NVIDIA GF100 & Friends speculation

According to nVidia slides, GF100 is 59% faster than HD5870 in the tested scene.

According to several reviews, HD5970 is 53-61% faster than HD5870 in Heaven benchmark. Despite the test and scene were chosen by nVidia, Fermi doesn't perform faster than HD5970. Fermi is presented as a tessellation monster, but in most intensive tessellation benchmark it doesn't perform better than HD5970.

I think this pretty corresponds to Dave's words - nVidia spended a lot of research and silicon for a feature, which has quite low impact on real-world performance... Reminds me R5xx and its dynamic branching...

5970 has more transistors than GF100: 4,200 millions vs. 3,100 milliones. So, i guess the 5970 has a lot of useless transistors, too?
 
Sorry, but there has to be something.

It's not ALU bound, not texturing bound, and there are not enough triangles to explain such a low framerate in heavily tessellated scenes (which are even heavier than the one selected by NV).

NV didn't show their settings either iirc, and AA shows a big loss too on this and other scenes.


There is really nothing there, you are trying to make something out of nothing ;), they used the heaven demo because that is what AMD has been using to show off tesselation so far in a game engine (externally it is easy to compare for public to look into it). And nV has actually alot more flexibility when it comes to increasing the tesselation amounts.

MSAA how is it impacted with increased polygons on the screen?

After your edit, triagle set up is also frequency bound ;) thats why its always stated triangles per clock! But again, we are looking at shifting bottlenecks.
 
Last edited by a moderator:
LOL. People are criticizing Fermi for not beating a dual-gpu card? Whatever.
As much as I'd love to have a 5970, if they can bring Fermi out at the sub $500 point, that's a huge cost-savings over 5970. Plus there's no SLI/Crossfire baloney to mess with.
 
I think what we are looking at is this -

The benchmarked card is clearly faster than the 5870, so much so that a gpu refresh will not give ATI the single fastest card back this series.

Nvidia will need their own dual gpu to beat the 5970, however it is highly likely that ATI will be able to beat it on dual gpu terms with a refresh. That is assuming neither abandons the 300w limit.

While Nvidia has improved more on performance compared to last series, it is still not enough to beat ATI on price-performance.

Smart move by Nvidia this however, they have given very few answers and left more questions being asked.
 
Razor1: Yes, that's it exactly. Doubling of triangle-rate is probably the best thing on AFR. And ATi used it as alternative solution. Cypress isn't direct competitor of Fermi, so I see no reason why its triangle-rate should be comparable to Fermi.
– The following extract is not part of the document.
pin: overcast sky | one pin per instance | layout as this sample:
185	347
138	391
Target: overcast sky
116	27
The competitor is Hemlock.

5970 has more transistors than GF100: 4,200 millions vs. 3,100 milliones. So, i guess the 5970 has a lot of useless transistors, too?
Are you sure Hemlock isn't faster in another games/benchmarks? Anyway, this isn't about transistors, it's manufacturing costs / performance (two 300mm² GPUs aren't more expensive then a single 450mm² one).
 
LOL. People are criticizing Fermi for not beating a dual-gpu card? Whatever.
As much as I'd love to have a 5970, if they can bring Fermi out at the sub $500 point, that's a huge cost-savings over 5970. Plus there's no SLI/Crossfire baloney to mess with.
Not to mention blasphemy called AFR :mad:
 
MSAA how is it impacted with increased polygons on the screen?
That just show you never analyzed the benchmark results...

MSAA shows a huge drop with grass, to the point Cypress "heavy tessellation" framerate is not that different than "no tessellation and much grass" framerate.

And as I said in my previous edit, Heaven is far from being 100% setup bound, something unrelated to it nor ALU throughput, nor memory BW, nor texturing, nor blending comes into play on the whole benchmark when comparing Cypress to Juniper with almost the same specs except setup rate.
 
According to nVidia slides, GF100 is 59% faster than HD5870 in the tested scene.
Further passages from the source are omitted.